Again, from The real effects of debt (PDF, 39 pages) by Stephen G Cecchetti, M S Mohanty and Fabrizio Zampolli (page 10):
Looking at the details, we see that both non-financial corporate and household debt display a statistically and economically significant negative correlation with growth. For corporate debt, a 1 percentage point increase is associated with an approximately 2 basis point reduction in per capita GDP growth. For household debt, the impact is even larger: a 1 percentage point rise in household debt-to-GDP is associated with a 2½ basis point reduction in growth...
For the record, their data evaluates "government, non-financial corporate and household debt in 18 OECD countries from 1980 to 2010." They find private sector debt negatively correlated with economic growth. They report no such finding for public debt.

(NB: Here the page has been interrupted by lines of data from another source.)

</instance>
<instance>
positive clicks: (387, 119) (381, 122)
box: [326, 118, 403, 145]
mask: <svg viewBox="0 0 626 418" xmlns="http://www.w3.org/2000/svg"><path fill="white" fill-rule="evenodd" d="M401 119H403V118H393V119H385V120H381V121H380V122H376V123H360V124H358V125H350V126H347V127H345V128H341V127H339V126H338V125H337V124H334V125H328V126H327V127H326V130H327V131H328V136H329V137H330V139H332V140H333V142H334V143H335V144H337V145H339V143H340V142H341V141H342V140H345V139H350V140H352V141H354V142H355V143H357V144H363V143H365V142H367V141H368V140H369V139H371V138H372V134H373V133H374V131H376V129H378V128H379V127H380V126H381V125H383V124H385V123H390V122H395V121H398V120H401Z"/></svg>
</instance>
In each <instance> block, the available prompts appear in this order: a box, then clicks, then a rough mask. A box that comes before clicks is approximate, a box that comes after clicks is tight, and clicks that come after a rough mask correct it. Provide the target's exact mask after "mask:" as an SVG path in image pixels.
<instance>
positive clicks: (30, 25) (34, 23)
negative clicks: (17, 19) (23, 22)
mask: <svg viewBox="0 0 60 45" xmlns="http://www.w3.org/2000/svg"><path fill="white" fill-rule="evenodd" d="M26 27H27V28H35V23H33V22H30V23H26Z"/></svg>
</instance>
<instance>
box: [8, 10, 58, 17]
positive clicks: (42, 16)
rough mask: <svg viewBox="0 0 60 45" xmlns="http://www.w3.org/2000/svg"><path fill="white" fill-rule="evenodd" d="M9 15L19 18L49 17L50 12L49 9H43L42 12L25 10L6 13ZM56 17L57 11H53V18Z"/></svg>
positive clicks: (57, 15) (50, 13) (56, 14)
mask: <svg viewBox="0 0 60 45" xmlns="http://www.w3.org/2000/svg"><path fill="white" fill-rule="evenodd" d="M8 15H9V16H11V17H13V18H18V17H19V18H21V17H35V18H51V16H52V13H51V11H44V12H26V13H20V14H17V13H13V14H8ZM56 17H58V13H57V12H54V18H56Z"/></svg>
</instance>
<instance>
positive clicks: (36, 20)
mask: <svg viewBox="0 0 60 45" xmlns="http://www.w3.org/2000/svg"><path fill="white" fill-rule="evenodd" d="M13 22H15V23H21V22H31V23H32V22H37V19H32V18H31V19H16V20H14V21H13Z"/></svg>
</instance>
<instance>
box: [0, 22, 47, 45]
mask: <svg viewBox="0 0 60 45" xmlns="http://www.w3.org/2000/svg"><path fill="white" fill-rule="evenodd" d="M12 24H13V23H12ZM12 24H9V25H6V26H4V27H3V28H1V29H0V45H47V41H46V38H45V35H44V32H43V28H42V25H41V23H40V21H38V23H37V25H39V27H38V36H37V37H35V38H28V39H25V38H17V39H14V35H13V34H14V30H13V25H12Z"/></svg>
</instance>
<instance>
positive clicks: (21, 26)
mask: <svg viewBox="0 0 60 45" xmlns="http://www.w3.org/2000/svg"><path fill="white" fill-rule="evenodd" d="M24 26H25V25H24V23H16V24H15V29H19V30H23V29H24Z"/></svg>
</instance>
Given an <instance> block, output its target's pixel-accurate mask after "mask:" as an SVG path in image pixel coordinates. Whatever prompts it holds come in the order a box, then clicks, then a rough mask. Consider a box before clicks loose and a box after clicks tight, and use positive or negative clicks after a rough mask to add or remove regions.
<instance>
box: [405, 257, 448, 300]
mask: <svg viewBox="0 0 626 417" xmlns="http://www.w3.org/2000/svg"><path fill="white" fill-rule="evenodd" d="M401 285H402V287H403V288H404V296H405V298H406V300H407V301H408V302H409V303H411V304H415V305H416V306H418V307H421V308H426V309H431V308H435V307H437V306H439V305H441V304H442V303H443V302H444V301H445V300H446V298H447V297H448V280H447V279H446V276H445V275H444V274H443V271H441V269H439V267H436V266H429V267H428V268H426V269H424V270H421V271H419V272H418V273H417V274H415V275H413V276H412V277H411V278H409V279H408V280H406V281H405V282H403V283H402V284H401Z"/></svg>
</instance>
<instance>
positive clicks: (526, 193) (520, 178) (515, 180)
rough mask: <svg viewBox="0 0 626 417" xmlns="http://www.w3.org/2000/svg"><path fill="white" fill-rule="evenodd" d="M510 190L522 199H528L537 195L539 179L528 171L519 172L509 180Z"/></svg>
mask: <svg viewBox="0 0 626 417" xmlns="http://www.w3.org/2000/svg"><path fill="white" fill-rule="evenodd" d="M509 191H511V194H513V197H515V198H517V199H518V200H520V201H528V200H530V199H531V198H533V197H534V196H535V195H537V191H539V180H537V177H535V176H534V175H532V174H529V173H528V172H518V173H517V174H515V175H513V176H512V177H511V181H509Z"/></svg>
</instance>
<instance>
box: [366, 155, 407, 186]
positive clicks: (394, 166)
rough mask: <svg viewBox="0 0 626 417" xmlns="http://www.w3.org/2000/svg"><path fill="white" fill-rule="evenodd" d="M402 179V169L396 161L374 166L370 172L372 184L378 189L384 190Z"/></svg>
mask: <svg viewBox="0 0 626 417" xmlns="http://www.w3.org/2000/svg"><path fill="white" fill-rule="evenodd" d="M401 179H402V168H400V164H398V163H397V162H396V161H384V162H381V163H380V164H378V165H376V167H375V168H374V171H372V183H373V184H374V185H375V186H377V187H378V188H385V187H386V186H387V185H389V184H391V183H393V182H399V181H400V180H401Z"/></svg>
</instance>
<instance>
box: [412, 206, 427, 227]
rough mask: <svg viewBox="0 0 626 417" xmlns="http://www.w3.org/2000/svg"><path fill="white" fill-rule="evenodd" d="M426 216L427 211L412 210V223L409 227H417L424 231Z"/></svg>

I have shown that increases in debt are associated with declines in growth, as their PDF does. But I have found also that decreases in debt are associated with improvement in growth.
I am happy with the results from the PDF. Oddly, however, Cecchetti et al append this confession:
These results are somewhat surprising, as we do not believe that debt in the generally low range found in our sample is uniformly bad for growth.
I would be more comfortable with their result if they simply said they were interested to see what the relation is, between debt and growth. Instead of approaching the question with preconceived notions.